FALFURRIAS, Texas --
Between bailouts during pursuits and searching the rugged brush country for dead or dying illegal immigrants, Brooks County Sheriff Rey Rodriguez said his department is "having a rough time."
Rodriguez said it's not just his small department, but also state and federal law enforcement agencies in Brooks County -- a deep South Texas county of about 7,000 people.
Rodriguez said the incidents are so numerous they average at least one per day.
Rodriguez said smugglers coming up from the border often travel the back roads to bypass the U.S. Border Patrol checkpoints, located on U.S. Highway 281, south of Falfurrias.
"Once they get around to where we are, we get the problem," Rodriguez said.
Yet because Brooks is not considered a border county, the sheriff said state and federal funding is harder to come by for his overworked and understaffed department.
He said a near-fatal collision on Oct. 24 was triggered after smugglers encountered a Falfurrias police officer heading into town.
Rodriguez said smugglers hauling marijuana in the back of a pick-up truck crashed into an SUV nearly killing an elderly couple.
Rodriguez said the couple's vehicle was yanked to safety by a passing motorist with a chain after the truck exploded into flames.

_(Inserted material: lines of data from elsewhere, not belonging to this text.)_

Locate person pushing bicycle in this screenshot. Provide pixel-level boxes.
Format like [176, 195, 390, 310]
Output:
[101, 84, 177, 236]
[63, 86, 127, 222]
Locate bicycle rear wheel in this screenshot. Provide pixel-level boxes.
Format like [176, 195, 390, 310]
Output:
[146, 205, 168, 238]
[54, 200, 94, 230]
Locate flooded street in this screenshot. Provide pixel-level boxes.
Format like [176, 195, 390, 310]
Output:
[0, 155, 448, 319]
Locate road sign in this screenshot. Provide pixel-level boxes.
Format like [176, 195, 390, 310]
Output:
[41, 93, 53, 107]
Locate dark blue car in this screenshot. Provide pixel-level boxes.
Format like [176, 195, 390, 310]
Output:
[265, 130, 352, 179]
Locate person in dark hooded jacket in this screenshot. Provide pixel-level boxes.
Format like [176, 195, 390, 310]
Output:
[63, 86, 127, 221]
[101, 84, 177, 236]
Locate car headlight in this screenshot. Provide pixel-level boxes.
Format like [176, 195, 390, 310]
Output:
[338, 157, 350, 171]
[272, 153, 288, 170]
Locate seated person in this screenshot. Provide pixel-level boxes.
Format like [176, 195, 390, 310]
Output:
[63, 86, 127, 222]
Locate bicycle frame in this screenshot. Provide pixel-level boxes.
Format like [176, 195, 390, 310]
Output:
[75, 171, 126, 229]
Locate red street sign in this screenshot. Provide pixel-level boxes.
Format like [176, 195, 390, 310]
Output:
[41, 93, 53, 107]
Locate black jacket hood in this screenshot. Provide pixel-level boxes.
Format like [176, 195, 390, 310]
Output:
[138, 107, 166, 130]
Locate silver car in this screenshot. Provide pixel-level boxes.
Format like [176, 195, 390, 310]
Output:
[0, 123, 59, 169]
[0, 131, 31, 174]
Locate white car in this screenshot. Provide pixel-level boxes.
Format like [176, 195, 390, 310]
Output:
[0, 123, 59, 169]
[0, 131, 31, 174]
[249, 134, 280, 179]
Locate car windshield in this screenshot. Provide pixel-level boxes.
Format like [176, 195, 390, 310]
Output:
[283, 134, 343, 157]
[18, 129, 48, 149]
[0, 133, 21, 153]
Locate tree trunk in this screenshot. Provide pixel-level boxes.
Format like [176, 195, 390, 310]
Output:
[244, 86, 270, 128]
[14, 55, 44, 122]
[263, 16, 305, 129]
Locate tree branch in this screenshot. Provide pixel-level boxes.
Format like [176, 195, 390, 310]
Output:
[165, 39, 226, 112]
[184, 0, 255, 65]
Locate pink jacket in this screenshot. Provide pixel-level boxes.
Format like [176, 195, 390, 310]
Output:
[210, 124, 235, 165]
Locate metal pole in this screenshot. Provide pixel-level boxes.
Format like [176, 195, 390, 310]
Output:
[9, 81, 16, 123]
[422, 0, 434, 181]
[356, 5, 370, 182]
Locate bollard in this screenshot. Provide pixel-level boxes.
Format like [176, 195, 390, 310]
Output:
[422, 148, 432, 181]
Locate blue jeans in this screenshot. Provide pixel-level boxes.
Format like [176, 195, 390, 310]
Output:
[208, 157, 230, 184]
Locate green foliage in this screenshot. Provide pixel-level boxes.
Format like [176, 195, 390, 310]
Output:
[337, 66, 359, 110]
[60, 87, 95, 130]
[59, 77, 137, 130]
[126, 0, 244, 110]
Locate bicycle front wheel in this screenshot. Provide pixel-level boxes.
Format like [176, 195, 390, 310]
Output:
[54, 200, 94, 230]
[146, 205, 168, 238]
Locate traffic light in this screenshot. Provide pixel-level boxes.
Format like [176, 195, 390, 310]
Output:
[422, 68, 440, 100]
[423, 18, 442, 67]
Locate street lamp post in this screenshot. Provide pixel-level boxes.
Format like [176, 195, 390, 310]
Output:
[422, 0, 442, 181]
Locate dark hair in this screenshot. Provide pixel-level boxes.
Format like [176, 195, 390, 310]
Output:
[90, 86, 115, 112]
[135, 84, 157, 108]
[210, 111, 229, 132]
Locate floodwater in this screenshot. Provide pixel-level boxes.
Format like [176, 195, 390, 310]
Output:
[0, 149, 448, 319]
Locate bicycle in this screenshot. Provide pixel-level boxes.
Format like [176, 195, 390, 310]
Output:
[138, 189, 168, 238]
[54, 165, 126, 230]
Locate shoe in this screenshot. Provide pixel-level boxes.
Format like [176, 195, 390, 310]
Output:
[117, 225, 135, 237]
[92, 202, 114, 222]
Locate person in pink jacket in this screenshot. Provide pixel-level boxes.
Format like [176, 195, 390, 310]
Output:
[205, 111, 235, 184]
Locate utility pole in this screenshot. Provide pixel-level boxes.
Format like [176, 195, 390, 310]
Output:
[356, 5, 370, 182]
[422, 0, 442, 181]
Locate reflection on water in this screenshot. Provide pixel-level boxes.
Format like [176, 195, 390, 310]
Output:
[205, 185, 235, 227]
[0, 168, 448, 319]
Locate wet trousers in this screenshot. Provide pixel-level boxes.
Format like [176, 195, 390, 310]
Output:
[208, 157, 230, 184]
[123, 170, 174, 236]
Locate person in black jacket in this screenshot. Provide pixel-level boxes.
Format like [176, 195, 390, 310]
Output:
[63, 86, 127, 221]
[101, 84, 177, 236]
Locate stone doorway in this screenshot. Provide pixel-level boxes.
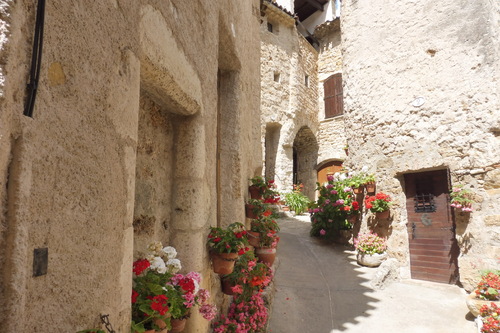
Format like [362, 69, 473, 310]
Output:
[293, 126, 319, 200]
[404, 170, 460, 284]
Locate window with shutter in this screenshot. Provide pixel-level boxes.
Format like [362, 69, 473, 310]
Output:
[323, 73, 344, 119]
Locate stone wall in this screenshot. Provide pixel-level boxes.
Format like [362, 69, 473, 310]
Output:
[342, 0, 500, 289]
[261, 4, 318, 197]
[0, 0, 261, 333]
[314, 19, 347, 170]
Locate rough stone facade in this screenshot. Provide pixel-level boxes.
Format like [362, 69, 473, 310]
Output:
[342, 0, 500, 290]
[261, 3, 319, 197]
[314, 19, 346, 171]
[261, 4, 346, 199]
[0, 0, 261, 333]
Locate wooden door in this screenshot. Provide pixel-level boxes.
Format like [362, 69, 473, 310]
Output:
[318, 161, 342, 184]
[405, 170, 460, 284]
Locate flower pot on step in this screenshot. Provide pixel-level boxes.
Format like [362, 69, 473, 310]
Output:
[356, 252, 387, 267]
[210, 252, 238, 275]
[365, 183, 376, 195]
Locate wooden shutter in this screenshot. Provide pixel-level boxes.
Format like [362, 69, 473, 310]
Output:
[323, 73, 344, 119]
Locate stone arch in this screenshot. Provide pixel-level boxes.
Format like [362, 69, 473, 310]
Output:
[293, 126, 319, 200]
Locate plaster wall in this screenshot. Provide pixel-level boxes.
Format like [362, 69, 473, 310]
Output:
[342, 0, 500, 289]
[0, 0, 261, 333]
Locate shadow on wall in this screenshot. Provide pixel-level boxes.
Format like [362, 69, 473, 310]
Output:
[269, 216, 378, 333]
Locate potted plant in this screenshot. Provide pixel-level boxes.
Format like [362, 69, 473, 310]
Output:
[309, 174, 360, 242]
[450, 185, 474, 212]
[131, 242, 181, 333]
[354, 230, 387, 267]
[212, 293, 268, 333]
[479, 302, 500, 333]
[245, 199, 269, 219]
[365, 192, 392, 219]
[221, 251, 272, 299]
[284, 184, 311, 215]
[466, 270, 500, 317]
[163, 272, 217, 333]
[364, 173, 376, 195]
[207, 222, 248, 274]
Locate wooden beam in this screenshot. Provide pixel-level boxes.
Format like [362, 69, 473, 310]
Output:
[306, 0, 324, 11]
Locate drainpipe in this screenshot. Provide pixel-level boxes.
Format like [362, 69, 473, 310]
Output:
[23, 0, 45, 118]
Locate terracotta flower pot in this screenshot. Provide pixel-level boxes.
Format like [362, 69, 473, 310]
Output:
[220, 279, 234, 296]
[365, 183, 376, 195]
[255, 247, 276, 266]
[248, 185, 262, 200]
[247, 230, 260, 247]
[375, 210, 391, 220]
[352, 185, 365, 194]
[245, 204, 258, 219]
[168, 318, 187, 333]
[356, 252, 387, 267]
[465, 292, 500, 317]
[347, 214, 359, 224]
[210, 252, 238, 275]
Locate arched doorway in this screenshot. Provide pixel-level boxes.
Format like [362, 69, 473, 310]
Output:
[293, 126, 319, 200]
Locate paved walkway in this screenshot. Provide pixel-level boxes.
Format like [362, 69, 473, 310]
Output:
[268, 216, 477, 333]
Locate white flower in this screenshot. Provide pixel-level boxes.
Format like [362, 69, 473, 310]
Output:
[149, 257, 167, 274]
[148, 241, 163, 255]
[167, 259, 182, 274]
[162, 246, 177, 259]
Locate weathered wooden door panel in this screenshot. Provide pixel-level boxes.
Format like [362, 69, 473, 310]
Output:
[405, 170, 459, 284]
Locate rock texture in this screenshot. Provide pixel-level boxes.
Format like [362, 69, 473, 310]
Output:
[0, 0, 261, 333]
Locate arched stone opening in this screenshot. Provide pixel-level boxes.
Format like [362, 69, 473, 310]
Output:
[293, 126, 319, 200]
[264, 123, 281, 179]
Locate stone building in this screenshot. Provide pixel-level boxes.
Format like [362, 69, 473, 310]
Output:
[261, 0, 346, 199]
[261, 0, 500, 290]
[0, 0, 261, 333]
[341, 0, 500, 289]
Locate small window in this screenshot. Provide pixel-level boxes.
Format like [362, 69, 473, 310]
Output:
[274, 72, 281, 83]
[323, 73, 344, 119]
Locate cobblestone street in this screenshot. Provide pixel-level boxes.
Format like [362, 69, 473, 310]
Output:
[269, 215, 476, 333]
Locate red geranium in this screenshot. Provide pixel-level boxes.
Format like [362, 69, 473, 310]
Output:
[132, 289, 139, 304]
[151, 295, 168, 316]
[179, 277, 195, 293]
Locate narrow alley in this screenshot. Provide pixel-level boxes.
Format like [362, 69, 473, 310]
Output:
[269, 214, 476, 333]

Rodriguez said the smugglers escaped, leaving half a dozen illegal immigrants to be rescued and their cargo up in the smoke.
The wreck occurred across from a ranch managed by Lavoyger Durham.
"It's obvious that the drug smuggling is tied together with the human smuggling," Durham said. "They're all tied together because the drug cartels that are making this happen."
For that reason, Daniel Davila, Brooks County's lone investigator, said the small department is not backing down.
"They can stay out of our county. Can that happen? People say, 'You're dreaming,'" Davila said. "We're going to do what we have to do, whether he have the resources or we don't, we're not going to stop."